Improved Radio Frequency Interference (RFI) flagging in response to new geostationary sources. For more details, see the Remote Sensing Systems RFI page:

  • Replacement of the Geostationary_Satellite_Glint_Angle field with two new fields:
    Geostationary_Reflection_Latitude
    Geostationary_Reflection_Longitude
  • For each observation, L2A now includes the location where the reflection vector intersects the geostationary sphere

Error Sources

The Level-2A data set includes unsmoothed Level 1B data derived from antenna temperatures. See the AMSR-E Instrument Description Web page for a description of the error sources associated with radiometer calibration.
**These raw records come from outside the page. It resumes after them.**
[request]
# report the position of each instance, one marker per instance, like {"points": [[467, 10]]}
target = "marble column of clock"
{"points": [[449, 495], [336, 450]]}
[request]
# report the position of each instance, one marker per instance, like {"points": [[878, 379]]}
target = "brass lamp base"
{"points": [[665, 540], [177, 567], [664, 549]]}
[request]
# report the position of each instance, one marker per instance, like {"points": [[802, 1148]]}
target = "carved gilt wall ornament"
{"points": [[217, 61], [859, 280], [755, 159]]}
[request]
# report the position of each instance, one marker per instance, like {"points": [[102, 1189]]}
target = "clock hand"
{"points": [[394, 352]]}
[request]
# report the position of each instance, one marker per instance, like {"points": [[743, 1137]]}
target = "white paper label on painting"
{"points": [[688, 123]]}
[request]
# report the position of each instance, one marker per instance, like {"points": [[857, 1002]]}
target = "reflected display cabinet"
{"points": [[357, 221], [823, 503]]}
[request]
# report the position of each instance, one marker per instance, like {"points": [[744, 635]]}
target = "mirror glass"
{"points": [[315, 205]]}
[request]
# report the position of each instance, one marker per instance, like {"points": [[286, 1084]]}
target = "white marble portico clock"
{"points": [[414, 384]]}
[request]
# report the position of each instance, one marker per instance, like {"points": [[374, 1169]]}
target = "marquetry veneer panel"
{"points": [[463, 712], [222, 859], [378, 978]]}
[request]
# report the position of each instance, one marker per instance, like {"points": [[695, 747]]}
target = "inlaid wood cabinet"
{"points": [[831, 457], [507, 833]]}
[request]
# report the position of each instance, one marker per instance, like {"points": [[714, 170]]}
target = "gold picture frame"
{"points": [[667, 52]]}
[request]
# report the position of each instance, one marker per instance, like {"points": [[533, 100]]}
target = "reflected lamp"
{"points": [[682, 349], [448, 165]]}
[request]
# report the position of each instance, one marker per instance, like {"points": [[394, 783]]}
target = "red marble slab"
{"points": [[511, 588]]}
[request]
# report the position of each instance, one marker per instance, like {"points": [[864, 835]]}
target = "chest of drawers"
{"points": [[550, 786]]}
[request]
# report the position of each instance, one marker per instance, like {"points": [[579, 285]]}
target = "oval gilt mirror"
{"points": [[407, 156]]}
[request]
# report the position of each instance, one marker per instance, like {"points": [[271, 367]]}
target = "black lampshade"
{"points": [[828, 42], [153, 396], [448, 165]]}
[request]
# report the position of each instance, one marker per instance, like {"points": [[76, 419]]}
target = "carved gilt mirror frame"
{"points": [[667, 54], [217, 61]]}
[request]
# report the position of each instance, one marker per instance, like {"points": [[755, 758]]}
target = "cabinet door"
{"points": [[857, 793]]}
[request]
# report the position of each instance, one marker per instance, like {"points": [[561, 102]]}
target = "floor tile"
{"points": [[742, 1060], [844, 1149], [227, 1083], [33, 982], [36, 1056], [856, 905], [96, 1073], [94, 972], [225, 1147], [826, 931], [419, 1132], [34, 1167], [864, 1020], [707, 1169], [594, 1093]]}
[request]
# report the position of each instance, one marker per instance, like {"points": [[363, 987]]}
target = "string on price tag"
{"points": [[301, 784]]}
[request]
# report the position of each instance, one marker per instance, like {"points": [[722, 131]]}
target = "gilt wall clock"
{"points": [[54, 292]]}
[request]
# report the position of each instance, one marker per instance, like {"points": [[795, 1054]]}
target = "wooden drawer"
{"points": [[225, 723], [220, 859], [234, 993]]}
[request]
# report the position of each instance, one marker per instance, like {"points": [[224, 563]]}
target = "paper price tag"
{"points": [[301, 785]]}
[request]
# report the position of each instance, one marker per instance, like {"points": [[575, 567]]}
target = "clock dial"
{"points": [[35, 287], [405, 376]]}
Error on a constructed brightness temperature observation arises from two sources. The first source of error is a mismatch between the ideal antenna pattern and the construction, and the second is random measurement error. The variance of a constructed brightness temperature is independent of the actual temperature field, depending only on the weighting coefficients and the observation error of each observed brightness temperature. The effect of random measurement error is more easily quantified than the effect of fit error. Increased smoothing reduces the noise factor but degrades the fit. This tradeoff is most noticeable at the edges of the scan. Fit and noise factor near the center of the scan are optimized for fit. See the Derivation Techniques and Algorithms section of this document for more information. As a result of the spatial averaging that produces the Level-2A data, errors of neighboring observations within any single channel are somewhat correlated. Errors between channels are not correlated in any case. While the Level-2A data set is well-suited for applications that require a combination of multiple channels of observations, the user should recognize that errors on observations within a single channel are not necessarily independent (Ashcroft and Wentz 2000).

Along-Scan Error

An along-scan error is caused by AMSR-E’s cold mirror or warm load entering the FOV of the feedhorns, or by the main reflector seeing part of the spacecraft. The RSS performed an analysis of the AMSR-E along-scan error and developed a correction.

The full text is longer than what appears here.